Project 10: We Can't Get Enough of Fish Schooling on the GPU
In this project, you will be finishing up your CUDA C version of the fish-schooling simulations. The goal of the project is to run lots of simulations, time them, and look examine the output (i.e. determine how r affects elongation and polarity for multiple values of r, and how that changes with fish-school size).
- In kernel.cu, write computeElongation and computePolarization so that they work on the device (I say this under the assumption that you aren't using disp_sim in this directory).
- In kernel.cu, write a version of fillRandomOcean (call it something like fillRandomOceanOnGPU) that uses CUDA's random number generator curand.
- To use the library, you will need to include <curand_kernel.h>. To ensure that different threads and different blocks have different pseudorandom numbers, each block needs a seed, so fillRandomOceanGPU will need to take as input a unsigned long long seed. It will be used by a kernel function and must run on the device, so it needs __device__ before its definition. We will talk about this in class, but here is the documentation for the CURAND library (Chapter 3 is the part you want). I call curand_init so that all fish in all oceans use the same seed (which I set by calling time(NULL) on the host). Each thread uses its thread id (blockDim.x*blockIdx.x+threadIdx.x) for the sequence number and 0 for the offset. The job of each thread is to fill in information for its goal fish.
- You will also need to set your LD_LIBRARY_PATH environment variable to include the library. Add this line to your .cshrc file:
- You will need to add -lcurand to your LFLAGS in your Makefile.
setenv LD_LIBRARY_PATH /usr/local/cuda/lib64
- In kernel.cu, write kernel (i.e. __global__) runRandomSimulationWithStatistics. It should take as input an unsigned long long seed, along with r, numFrames, and pointers to elongation and polarization values. The code should declare the same shared memory arrays as the simulation kernel from last week, but instead of copying an initial ocean from device global memory, it will create it by calling fillRandomOceanOnGPU, putting the data directly into shared memory. It can then proceed like last week's version, but it must also compute the elongation and the polarization, and place those results in appropriate slots in the elongation and polarization arrays.
- Make a file named collect_stats.cu, and put runSimulations in it. This file plays a role similar to the role collect_stats.c played in the pthreads project - it encapsulates all the code that gets the simulations running. In this case, it means runSimulations calls the runRandomSimulationWithStatistics kernel for NUM_OCEANS simulations with NUM_FISH in each. Add a definition for a NUM_OCEANS macro to fish_sizes.h (both collect_stats and sim_stats_nr will want it).
- Write sim_stats_nr.cu. You can basically copy sim_stats_nr.c from the pthreads version. To use get_time_sec, take it out of utils.h and put it into a file named my_timing.cu and include a file named my_timing.cuh).

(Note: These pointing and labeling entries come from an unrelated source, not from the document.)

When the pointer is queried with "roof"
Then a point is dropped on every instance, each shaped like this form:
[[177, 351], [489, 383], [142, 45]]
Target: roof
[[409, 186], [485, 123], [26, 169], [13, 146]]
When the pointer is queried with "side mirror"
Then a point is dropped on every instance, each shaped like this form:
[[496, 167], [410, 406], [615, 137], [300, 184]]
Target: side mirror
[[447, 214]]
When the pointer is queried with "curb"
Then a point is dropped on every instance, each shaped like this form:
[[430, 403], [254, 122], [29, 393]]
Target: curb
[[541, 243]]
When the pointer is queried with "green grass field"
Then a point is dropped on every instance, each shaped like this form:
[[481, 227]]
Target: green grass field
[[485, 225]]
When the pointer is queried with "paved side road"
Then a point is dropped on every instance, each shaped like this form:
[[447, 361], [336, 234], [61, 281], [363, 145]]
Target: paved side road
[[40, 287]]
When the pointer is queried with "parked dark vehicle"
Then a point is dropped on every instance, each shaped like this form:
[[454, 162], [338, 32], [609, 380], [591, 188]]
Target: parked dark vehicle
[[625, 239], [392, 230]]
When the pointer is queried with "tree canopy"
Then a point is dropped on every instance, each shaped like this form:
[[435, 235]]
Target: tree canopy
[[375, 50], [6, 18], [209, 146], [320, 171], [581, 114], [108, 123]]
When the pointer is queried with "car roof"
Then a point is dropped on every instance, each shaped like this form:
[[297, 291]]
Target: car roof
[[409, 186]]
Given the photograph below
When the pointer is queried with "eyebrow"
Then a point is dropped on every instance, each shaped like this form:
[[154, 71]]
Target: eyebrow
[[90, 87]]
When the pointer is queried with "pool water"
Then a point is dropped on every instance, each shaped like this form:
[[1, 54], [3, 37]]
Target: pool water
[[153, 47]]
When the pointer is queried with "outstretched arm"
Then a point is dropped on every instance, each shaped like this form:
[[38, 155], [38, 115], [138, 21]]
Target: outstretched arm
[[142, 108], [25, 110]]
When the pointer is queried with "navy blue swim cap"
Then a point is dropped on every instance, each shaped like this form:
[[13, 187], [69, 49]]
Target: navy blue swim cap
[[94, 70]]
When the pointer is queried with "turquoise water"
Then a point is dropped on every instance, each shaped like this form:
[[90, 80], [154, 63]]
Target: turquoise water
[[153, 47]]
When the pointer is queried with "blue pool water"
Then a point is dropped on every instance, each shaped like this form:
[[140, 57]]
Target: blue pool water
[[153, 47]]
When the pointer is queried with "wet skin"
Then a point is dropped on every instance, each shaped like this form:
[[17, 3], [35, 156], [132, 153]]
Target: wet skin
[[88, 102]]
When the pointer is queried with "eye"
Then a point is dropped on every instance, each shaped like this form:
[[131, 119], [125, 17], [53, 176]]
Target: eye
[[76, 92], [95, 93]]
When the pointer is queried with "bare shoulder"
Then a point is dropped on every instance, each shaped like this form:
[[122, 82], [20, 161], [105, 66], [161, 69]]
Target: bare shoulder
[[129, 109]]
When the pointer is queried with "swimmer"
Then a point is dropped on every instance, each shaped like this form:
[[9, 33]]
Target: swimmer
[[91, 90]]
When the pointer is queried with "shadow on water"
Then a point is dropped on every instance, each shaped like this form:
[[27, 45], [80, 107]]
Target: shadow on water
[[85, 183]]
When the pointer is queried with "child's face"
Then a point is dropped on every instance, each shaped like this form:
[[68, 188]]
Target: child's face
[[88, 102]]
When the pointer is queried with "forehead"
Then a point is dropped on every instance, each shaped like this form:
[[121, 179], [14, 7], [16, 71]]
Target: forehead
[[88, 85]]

Also, remember to call cudaDeviceSynchronize() before timing any kernel call.
- Run the code for oceans of 100 fish, and compare the timing results to those of the p-threads version. Which is faster? How many oceans can you simulate without seeing a significant performance hit?
- Increase the number of fish in the ocean and describe the effects of r on polarization and elongation -- does r have different effects, depending on the ocean size?
Perform a particularly in depth analysis of the code or the results. I would really like to know if we can tell how many blocks are actually run at the same time. If you can figure that out, I will be particularly pleased.
Improve the performance. The current design leaves much to be desired. Can you speed it up?
Writeup and Handin
To hand in your project, you will gather all of the necessary files into a proj10 directory under your "turnin" directory on the gpu host.
- Create a file named README.txt for your project write-up. Include a description of the process you used to determine that your code produces correct results. Also include the analysis outlined earlier. The more thorough the analysis, the higher your grade will be.
- You should hand in all code necessary to run your solutions. Place all necessary .h, .c, and Makefile files in the proj10 directory. Stephanie will probably want to compile and run the code. It should be possible to do so without looking for any more files. Zip up the directory and mail it to Stephanie.